The gallery was founded by Peggy Guggenheim with support from associates including Max Ernst, Gala Dalí ally networks, and advisors linked to Alfred Barr of Museum of Modern Art and Julien Levy. Initial staffing drew on curatorial contacts like Peggy Guggenheim’s partner Tancredi Parmeggiani and administrators who had worked with Bauhaus émigrés and Surrealist organizers. The opening followed wartime migrations that brought artists such as Marcel Duchamp, André Masson, Salvador Dalí, Man Ray, Yves Tanguy, Arshile Gorky, and Max Ernst to New York after events like the Fall of France and the Spanish Civil War.
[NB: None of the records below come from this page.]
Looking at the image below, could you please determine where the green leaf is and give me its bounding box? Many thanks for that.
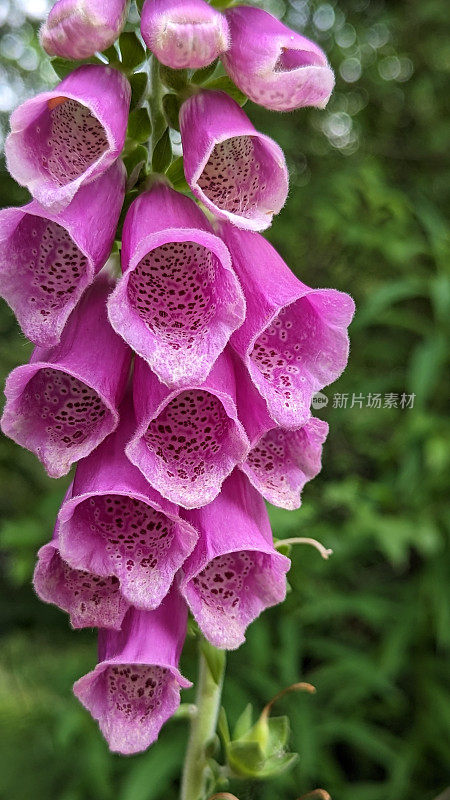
[205,75,248,106]
[162,94,181,131]
[127,108,152,142]
[159,64,188,91]
[152,128,172,172]
[128,72,148,111]
[119,31,146,72]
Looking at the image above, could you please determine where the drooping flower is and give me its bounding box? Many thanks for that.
[58,400,198,609]
[221,224,355,428]
[0,160,126,346]
[108,185,245,387]
[235,354,328,509]
[180,91,288,231]
[141,0,229,69]
[222,6,334,111]
[5,64,131,211]
[73,589,191,755]
[126,351,249,508]
[180,470,290,650]
[39,0,128,60]
[33,494,129,630]
[1,275,131,478]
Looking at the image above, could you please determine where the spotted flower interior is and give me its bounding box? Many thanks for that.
[34,544,129,630]
[198,136,279,218]
[75,663,179,754]
[66,494,190,609]
[19,367,111,474]
[143,389,242,507]
[5,214,88,344]
[184,550,285,649]
[25,97,109,186]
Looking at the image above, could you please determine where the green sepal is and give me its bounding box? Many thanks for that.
[159,64,188,92]
[233,703,253,739]
[128,72,148,111]
[200,639,225,684]
[191,58,219,86]
[123,144,148,181]
[50,57,100,80]
[217,706,231,750]
[127,108,152,142]
[119,31,147,72]
[205,75,248,106]
[166,156,189,192]
[162,94,181,131]
[152,128,172,172]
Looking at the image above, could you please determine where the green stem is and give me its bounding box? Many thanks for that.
[148,55,167,153]
[181,640,225,800]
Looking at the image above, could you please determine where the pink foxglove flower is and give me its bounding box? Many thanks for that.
[141,0,229,69]
[221,224,355,428]
[0,160,126,346]
[180,91,288,231]
[236,355,328,509]
[126,351,249,508]
[39,0,128,60]
[5,64,131,211]
[108,185,245,387]
[33,496,129,630]
[222,6,334,111]
[180,470,291,650]
[1,275,131,478]
[73,590,191,755]
[58,402,198,610]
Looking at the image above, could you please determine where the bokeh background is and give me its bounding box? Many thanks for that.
[0,0,450,800]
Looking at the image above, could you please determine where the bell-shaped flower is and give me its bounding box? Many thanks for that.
[180,90,289,231]
[180,470,291,650]
[108,185,245,387]
[39,0,128,60]
[0,160,126,347]
[222,6,334,111]
[221,224,355,428]
[33,487,129,630]
[73,589,191,755]
[141,0,230,69]
[126,351,249,508]
[235,354,328,509]
[1,275,131,478]
[58,399,198,610]
[5,64,131,211]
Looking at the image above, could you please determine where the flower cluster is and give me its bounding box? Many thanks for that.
[0,0,354,753]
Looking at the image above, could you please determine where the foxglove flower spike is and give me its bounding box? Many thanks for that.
[1,275,131,478]
[222,6,334,111]
[0,160,126,347]
[180,470,291,650]
[73,589,191,755]
[58,398,198,610]
[5,64,131,211]
[141,0,229,69]
[221,224,355,428]
[126,351,249,508]
[108,184,245,388]
[180,91,288,231]
[39,0,128,60]
[235,354,328,510]
[33,487,129,630]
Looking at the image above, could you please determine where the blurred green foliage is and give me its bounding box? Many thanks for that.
[0,0,450,800]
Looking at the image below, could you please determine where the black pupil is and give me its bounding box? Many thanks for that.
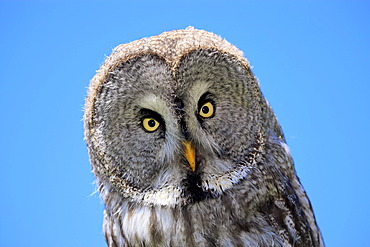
[202,106,209,114]
[148,119,155,128]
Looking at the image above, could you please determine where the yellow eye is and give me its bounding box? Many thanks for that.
[142,118,159,132]
[199,102,215,118]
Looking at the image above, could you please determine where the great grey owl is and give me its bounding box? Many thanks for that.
[84,27,324,247]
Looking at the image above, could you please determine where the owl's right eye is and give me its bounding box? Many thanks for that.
[141,117,160,132]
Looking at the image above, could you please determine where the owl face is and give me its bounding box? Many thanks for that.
[86,43,268,205]
[84,28,323,246]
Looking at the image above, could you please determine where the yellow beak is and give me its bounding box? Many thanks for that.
[184,141,195,171]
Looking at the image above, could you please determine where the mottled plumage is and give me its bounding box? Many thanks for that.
[84,28,323,247]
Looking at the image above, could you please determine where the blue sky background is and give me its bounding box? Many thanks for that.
[0,0,370,247]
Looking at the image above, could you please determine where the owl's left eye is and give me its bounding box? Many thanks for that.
[142,117,160,132]
[199,101,215,118]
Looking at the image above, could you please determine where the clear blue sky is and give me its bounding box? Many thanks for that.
[0,0,370,247]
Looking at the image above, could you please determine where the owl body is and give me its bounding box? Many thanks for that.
[84,28,323,246]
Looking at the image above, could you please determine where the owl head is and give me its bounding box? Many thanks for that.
[84,28,284,206]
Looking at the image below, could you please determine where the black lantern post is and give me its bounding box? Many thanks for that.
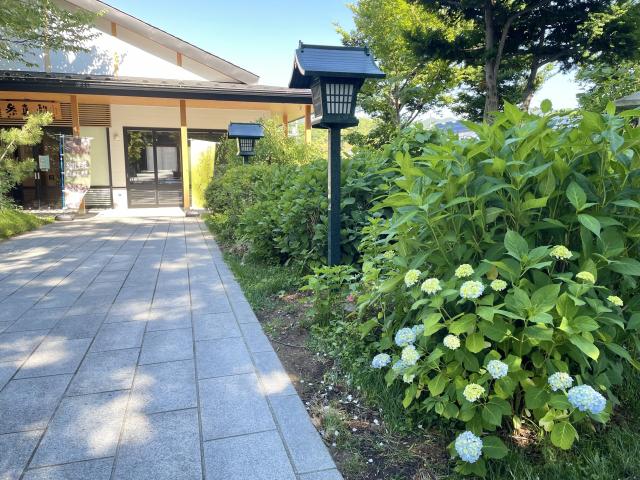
[227,122,264,163]
[289,42,385,265]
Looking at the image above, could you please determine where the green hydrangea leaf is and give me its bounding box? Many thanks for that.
[465,332,485,353]
[551,422,578,450]
[482,435,509,459]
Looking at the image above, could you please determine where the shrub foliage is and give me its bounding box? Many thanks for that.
[344,105,640,475]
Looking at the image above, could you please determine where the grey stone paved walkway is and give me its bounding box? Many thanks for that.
[0,218,342,480]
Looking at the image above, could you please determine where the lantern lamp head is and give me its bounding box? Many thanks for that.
[228,122,264,159]
[289,42,385,128]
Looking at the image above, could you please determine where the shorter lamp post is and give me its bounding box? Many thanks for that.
[289,42,385,265]
[227,122,264,163]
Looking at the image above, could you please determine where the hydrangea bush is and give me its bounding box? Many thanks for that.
[358,105,640,475]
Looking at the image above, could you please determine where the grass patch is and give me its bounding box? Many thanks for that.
[0,208,53,238]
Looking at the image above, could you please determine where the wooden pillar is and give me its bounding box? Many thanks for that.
[180,100,191,209]
[71,95,80,137]
[304,105,311,143]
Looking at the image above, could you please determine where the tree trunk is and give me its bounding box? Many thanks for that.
[483,0,499,122]
[522,59,539,112]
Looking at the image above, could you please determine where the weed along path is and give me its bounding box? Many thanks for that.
[0,217,342,480]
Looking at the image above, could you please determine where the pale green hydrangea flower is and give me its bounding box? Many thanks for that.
[607,295,624,307]
[460,280,484,299]
[576,272,596,283]
[400,345,420,366]
[549,245,573,260]
[404,269,421,287]
[420,278,442,295]
[454,263,473,278]
[442,334,460,350]
[491,278,507,292]
[462,383,484,403]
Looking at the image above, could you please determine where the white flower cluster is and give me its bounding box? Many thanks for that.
[567,385,607,415]
[454,431,482,463]
[487,360,509,379]
[462,383,484,403]
[547,372,573,392]
[404,269,422,287]
[460,280,484,299]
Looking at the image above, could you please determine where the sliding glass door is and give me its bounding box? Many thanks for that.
[124,128,183,208]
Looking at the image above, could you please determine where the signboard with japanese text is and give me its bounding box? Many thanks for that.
[63,135,91,210]
[0,100,62,120]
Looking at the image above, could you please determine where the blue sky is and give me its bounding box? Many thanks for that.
[105,0,577,108]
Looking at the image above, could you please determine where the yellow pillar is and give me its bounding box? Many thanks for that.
[304,105,311,143]
[180,100,191,208]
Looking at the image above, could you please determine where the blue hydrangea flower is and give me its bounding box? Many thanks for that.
[487,360,509,379]
[395,327,416,347]
[567,385,607,415]
[371,353,391,368]
[391,360,409,373]
[454,431,482,463]
[547,372,573,392]
[411,324,424,339]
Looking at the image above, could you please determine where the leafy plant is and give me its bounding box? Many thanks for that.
[358,103,640,475]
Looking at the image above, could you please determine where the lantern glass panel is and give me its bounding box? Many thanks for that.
[238,138,256,155]
[326,83,355,115]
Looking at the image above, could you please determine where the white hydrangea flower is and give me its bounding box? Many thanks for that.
[420,278,442,295]
[442,334,460,350]
[549,245,573,260]
[490,278,507,292]
[462,383,484,403]
[487,360,509,379]
[404,269,422,287]
[454,263,473,278]
[576,272,596,283]
[400,345,420,366]
[460,280,484,299]
[547,372,573,392]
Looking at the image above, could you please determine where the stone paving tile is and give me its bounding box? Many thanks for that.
[139,328,193,365]
[193,312,241,341]
[0,217,341,480]
[0,330,48,362]
[67,348,140,395]
[23,457,113,480]
[270,395,335,473]
[49,313,104,339]
[0,362,20,390]
[204,430,296,480]
[0,375,71,433]
[0,431,42,480]
[199,374,275,440]
[30,391,129,467]
[147,308,191,332]
[196,338,254,379]
[132,360,197,413]
[253,351,296,396]
[113,408,202,480]
[5,307,67,332]
[15,337,91,378]
[91,322,145,352]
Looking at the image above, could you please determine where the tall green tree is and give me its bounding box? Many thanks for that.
[0,112,53,208]
[0,0,96,66]
[338,0,460,143]
[576,61,640,112]
[408,0,640,120]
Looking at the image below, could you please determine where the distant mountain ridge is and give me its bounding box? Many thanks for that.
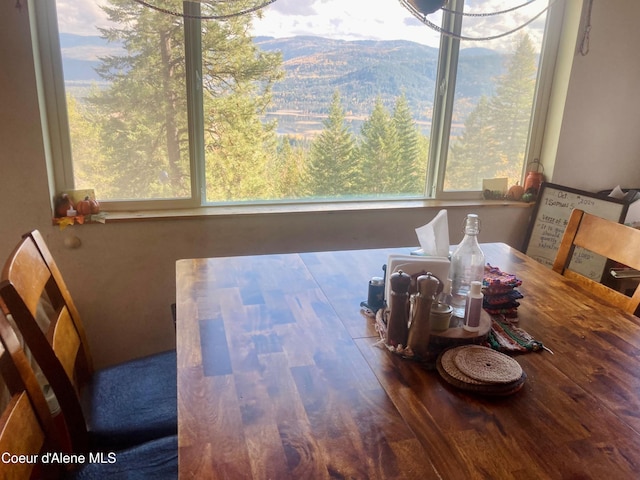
[60,34,504,126]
Financial backing and publicity involved figures from the Guggenheim family, collectors like Alfred Stieglitz allies, and critics aligned with Willem de Kooning advocacy. The gallery’s operations from 1942–1947 encompassed wartime exhibitions, fund-raising collaborations with patrons such as Peggy Guggenheim’s contemporaries Samuel Kootz, Leo Castelli beginnings, and exchanges with curators at Whitney Museum of American Art and The British Museum liaison networks.
The gallery space at 30 West 57th Street was redesigned with contributions from artistic collaborators including Georges Hugnet-style scenographers and stage designers in the circle of Pablo Picasso and Fernand Léger. Interior treatments incorporated freestanding bays, mirrored surfaces like those used by Marcel Duchamp in installations, and theatrical lighting reminiscent of Cecil Beaton photographs of Gala Dalí environments. The "Abstract Gallery" and "Surrealist Gallery" were separated by movable walls inspired by Walter Gropius and Mies van der Rohe modernist vocabularies, while furniture and display cases referenced collectors such as Charles and Ray Eames prototypes and Eileen Gray designs. The installation strategies echoed exhibition experiments at Salon des Réalités Nouvelles and avant-garde staging by Constantin Brâncuși allies, creating immersive environments comparable to projects by Sergei Diaghilev and Vladimir Tatlin proponents.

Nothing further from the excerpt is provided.